Tempi lunghi e ricadute, nuovi infortuni. Nel frattempo a gennaio all'Inter arriva Eriksen, che finirà per trovare le chiavi del centrocampo nerazzurro. Alla fine della sua prima stagione nerazzurra, Sensi viene riscattato per un totale di 25 milioni ma il destino continua a relegarlo più alle prese con gli infortuni che con il campo. Gioca poco, non segna più, inizia a diventare un mistero: quello di un giocatore dalla qualità sopraffina ma dai muscoli di cristallo. Mette nella sua personale bacheca scudetto e Supercoppa, ma senza mai essere davvero protagonista.
Nel tentativo di fargli trovare continuità e anche un pizzico di serenità viene mandato in prestito alla Samp nel gennaio 2022. Con le stesse intenzioni la stagione successiva la gioca con il Monza con cui mette in fila ben 30 presenze e anche tre gol. Il ritorno alla Pinetina della scorsa estate lo vede protagonista di un grande precampionato, dove vede la porta e gioca con continuità.
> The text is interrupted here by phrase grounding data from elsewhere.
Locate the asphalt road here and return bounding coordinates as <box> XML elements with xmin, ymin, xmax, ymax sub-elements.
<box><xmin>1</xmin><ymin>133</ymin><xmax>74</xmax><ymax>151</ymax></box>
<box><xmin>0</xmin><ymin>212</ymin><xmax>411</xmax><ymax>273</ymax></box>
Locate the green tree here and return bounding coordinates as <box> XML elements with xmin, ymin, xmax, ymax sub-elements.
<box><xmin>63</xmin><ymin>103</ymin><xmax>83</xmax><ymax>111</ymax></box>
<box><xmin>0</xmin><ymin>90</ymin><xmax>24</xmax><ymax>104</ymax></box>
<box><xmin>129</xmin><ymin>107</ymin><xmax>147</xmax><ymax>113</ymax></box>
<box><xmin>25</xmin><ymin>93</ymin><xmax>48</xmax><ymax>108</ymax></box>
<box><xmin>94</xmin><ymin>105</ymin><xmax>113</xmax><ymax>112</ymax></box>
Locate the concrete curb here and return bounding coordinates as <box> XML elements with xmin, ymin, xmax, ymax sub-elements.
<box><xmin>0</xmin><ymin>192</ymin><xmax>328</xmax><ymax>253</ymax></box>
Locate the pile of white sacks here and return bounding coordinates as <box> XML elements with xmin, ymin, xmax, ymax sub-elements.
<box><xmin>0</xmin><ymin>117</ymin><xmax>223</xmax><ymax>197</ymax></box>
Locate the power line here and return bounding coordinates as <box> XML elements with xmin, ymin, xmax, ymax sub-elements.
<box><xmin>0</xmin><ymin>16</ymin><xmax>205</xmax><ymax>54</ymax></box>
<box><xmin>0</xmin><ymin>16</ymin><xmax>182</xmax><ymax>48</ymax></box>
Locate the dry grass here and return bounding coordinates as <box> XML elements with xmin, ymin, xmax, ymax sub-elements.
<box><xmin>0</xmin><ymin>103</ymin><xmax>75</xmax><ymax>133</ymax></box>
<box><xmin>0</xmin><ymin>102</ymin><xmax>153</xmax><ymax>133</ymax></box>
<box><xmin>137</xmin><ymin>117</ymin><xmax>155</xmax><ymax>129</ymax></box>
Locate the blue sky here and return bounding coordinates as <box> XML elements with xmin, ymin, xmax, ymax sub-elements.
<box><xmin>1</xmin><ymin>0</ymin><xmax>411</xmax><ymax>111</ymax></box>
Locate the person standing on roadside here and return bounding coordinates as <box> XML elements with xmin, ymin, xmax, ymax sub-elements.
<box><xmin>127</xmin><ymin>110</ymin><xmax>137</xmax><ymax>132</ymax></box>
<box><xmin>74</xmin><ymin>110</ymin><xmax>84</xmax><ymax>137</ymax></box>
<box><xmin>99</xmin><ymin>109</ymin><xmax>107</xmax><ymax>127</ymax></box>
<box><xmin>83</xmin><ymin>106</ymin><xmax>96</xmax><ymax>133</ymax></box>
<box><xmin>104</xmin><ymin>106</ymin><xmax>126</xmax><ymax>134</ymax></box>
Al punto da meritarsi la "conferma", anche se Inzaghi predilige centrocampisti fisici e infatti, a fine mercato, l'Inter strappa Klassen come innesto di centrocampo. Sensi comunque resta in squadra e la speranza di molti è che possa riportare la qualità intravista nel 2019.
Ma dopo pochi mesi l'avventura di Sensi, il cui contratto scade a giugno, è arrivata al capolinea, dopo 56 presenze e 4 gol in totale. La sua cessione imminente al Leicester permette alle casse nerazzurre di guadagnare due milioni. In un centrocampo di grande qualità, l'ex Sassuolo non è riuscito a ritagliarsi spazio e quando lo ha avuto (soprattutto contro il Bologna in Coppa Italia) non ha inciso come Inzaghi (e molti tifosi) speravano. La Premier lo aspetta e lui cerca principalmente minuti in campo e fiducia: in nerazzurro non poteva averne più perché la sua storia è durata l'illusione dei pochi mesi iniziali. Promesse meravigliose non mantenute per colpa di un fisico troppo fragile e forse di una testa che di quei muscoli è rimasta vittima impaurita. Qualcuno parla di rimpianto e non è detto che questo sia il termine giusto.